Histoire philosophique et politique des établissemens et du commerce des Européens dans les deux Indes/Livre III/Chapitre 31

XXXI. Quelle idée il faut ſe former de la colonie Angloiſe de Sainte-Hélène.

Pour entretenir ſes liaiſons avec cette vaſte région & ſes autres établiſſemens d’Aſie, la compagnie Angloiſe a formé un lieu de relâche à Sainte-Hélène. Cette iſle, qui n’a qu’environ vingt-huit milles de circonférence, eſt ſituée au milieu de l’Océan Atlantique, à quatre cens lieues des côtes d’Afrique, & à ſix cens de celles d’Amérique. C’eſt un amas informe de rochers & de montagnes, où l’on trouve à chaque pas les traces évidentes d’un volcan éteint. Il fut découvert en 1602 par les Portugais, qui le dédaignèrent. Les Hollandois y formèrent, dans la ſuite, un petit établiſſement : mais ils en furent chaſſés par les Anglois qui y ſont fixés depuis 1673.

Sur ce ſol, ſtérile & ſauvage, s’eſt formée ſucceſſivement une population de vingt mille hommes, libres ou eſclaves. Il y naît, ainſi qu’au cap de Bonne-Eſpérance, un beaucoup plus grand nombre de filles que de mâles ; S’il étoit prouvé, par des calculs exacts, que la nature ſuit la même marche dans tous les pays chauds, cette connoiſſance donneroit la raiſon des mœurs publiques & des uſages domeſtiques des peuples qui les habitent.

À l’exception du pêcher, aucun des arbres fruitiers, portés de nos contrées à Sainte-Hélène, n’a proſpéré. La vigne n’a pas eu une deſtinée plus heureuſe. Les légumes ont été conſtamment la proie des inſectes. Peu de grains échappent aux ſouris. Il a fallu ſe borner à l’éducation des bêtes à corne ; & ce n’eſt même qu’après en avoir vu périr un grand nombre, qu’on eſt parvenu à les multiplier.

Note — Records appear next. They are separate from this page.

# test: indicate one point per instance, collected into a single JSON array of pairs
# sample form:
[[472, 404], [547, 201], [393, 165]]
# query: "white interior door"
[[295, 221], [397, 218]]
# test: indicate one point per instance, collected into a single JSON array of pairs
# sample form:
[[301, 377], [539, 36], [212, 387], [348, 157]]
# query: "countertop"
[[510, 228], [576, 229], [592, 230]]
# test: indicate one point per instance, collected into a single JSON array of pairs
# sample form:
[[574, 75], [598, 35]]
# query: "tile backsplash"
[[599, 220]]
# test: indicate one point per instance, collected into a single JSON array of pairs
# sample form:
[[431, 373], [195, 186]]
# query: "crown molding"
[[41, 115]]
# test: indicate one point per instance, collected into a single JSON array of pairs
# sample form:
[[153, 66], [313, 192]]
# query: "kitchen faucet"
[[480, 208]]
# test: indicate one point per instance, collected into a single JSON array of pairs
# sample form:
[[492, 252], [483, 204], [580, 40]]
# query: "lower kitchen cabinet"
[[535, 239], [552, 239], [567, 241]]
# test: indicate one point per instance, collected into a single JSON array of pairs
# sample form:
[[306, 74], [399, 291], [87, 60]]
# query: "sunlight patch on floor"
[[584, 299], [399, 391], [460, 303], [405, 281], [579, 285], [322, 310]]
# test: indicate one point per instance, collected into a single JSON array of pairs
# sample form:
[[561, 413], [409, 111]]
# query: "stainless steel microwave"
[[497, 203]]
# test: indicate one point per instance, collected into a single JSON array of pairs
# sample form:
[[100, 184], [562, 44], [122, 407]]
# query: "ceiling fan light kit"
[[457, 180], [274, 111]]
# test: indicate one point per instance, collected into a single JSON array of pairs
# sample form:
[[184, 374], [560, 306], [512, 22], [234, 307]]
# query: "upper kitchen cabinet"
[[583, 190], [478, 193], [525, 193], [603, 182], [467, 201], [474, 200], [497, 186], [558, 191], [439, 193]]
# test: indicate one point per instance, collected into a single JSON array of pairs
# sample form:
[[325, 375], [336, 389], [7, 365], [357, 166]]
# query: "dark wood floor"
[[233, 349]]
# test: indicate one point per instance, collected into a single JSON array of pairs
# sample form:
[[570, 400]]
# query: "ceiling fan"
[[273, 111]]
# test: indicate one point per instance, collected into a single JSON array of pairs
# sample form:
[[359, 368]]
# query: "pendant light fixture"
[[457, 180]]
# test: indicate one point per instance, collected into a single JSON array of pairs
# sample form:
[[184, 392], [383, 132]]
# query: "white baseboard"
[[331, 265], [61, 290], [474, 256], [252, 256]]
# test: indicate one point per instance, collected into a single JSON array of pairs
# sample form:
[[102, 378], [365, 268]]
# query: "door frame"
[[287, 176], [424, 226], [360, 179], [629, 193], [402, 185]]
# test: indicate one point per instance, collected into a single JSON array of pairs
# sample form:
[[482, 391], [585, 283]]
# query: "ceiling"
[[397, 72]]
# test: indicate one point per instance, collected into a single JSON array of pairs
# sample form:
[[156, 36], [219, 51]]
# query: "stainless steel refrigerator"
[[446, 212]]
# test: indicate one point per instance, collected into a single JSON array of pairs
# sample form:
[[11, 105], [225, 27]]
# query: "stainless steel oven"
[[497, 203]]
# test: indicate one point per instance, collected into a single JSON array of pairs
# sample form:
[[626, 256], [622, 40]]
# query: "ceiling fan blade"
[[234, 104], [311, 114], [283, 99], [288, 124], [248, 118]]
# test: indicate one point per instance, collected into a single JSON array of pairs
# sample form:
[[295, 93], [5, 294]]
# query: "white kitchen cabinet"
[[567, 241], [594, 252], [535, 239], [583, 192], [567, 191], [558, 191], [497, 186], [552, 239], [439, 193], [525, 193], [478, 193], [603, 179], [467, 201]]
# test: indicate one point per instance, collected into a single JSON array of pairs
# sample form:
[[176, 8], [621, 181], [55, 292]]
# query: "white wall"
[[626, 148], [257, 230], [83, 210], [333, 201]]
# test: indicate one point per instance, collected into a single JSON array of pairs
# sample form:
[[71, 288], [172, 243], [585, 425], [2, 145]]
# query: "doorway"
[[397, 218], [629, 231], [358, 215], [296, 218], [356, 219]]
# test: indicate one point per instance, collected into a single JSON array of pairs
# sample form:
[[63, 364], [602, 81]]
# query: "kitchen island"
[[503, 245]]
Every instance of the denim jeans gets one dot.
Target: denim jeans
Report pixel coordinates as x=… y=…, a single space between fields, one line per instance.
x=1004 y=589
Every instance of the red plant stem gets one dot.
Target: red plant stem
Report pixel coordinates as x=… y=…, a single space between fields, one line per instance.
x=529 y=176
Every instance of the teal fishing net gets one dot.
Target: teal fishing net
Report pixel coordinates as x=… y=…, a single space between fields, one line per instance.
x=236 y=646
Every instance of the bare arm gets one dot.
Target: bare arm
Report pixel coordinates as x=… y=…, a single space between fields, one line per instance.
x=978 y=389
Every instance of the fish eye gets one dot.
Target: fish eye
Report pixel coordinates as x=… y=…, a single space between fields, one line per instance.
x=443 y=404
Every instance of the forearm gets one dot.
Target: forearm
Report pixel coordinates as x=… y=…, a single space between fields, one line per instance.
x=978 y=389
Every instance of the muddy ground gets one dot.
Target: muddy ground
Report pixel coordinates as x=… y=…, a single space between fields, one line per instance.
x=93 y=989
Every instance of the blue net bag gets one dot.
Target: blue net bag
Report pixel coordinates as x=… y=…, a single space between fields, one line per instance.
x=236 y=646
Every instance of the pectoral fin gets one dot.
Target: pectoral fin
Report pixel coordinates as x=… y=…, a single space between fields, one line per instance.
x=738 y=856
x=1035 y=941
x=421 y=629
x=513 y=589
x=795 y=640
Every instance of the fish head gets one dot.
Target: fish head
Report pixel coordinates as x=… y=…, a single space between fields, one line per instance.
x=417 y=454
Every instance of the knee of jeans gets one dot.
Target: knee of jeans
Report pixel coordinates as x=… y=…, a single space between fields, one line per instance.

Le climat dévoroit les diverſes eſpèces de gramen que ſemoit le cultivateur. On imagina de planter des arbuſtes, qui ne craignoient ni la chaleur, ni la séchereſſe ; & bientôt naquit, à leur ombre, un gazon frais & ſain. Cette herbe, cependant, n’a jamais pu nourrir à la fois plus de trois mille bœufs, nombre inſuffiſant pour les beſoins de l’habitant & des navigateurs. Pour obtenir ce qui manque, il ſuffiroit peut-être de recourir aux prairies artificielles, que des voyageurs intelligens trouvent praticables dans l’état actuel des choſes : mais ce moyen ſera difficilement employé, à moins que le monopole ne ſe détache des meilleurs terreins qu’on a réſervés en apparence pour ſon ſervice, & réellement pour l’utilité ou les fantaiſies de ſes employés.

Les maiſons qui entourent le port, jetées comme au haſard, donnent plutôt l’idée d’un camp que d’une ville. Les fortifications qui les entourent ſont peu conſidérables ; & la garniſon, chargée de le défendre, n’eſt que de cinq cens ſoldats, tous mécontens de leurs ſituation. La colonie n’a que peu de rafraîchiſſemens & quelques bœufs à donner aux navires, en échange des denrées & des marchandiſes qu’ils lui portent d’Europe & d’Aſie. Auſſi le poiſſon eſt-il la nourriture ordinaire des noirs, & entre-t-il pour beaucoup dans celle des blancs.

Telle eſt, dans la plus exacte vérité, l’état de Sainte-Hélène où relâchent tous les bâtimens qui reviennent des Indes en Angleterre, & où en tems de guerre ils trouvent des vaiſſeaux d’eſcorte. Les vents & les courans en écartent même ceux qui vont d’Angleterre aux Indes. Pluſieurs d’entre eux, pour éviter les inconvéniens d’un ſi long voyage fait ſans s’arrêter, relâchent au cap de Bonne-Eſpérance : les autres, particulièrement ceux qui ſont deſtinés pour le Malabar, vont prendre des rafraichiſſemens aux iſles de Comore.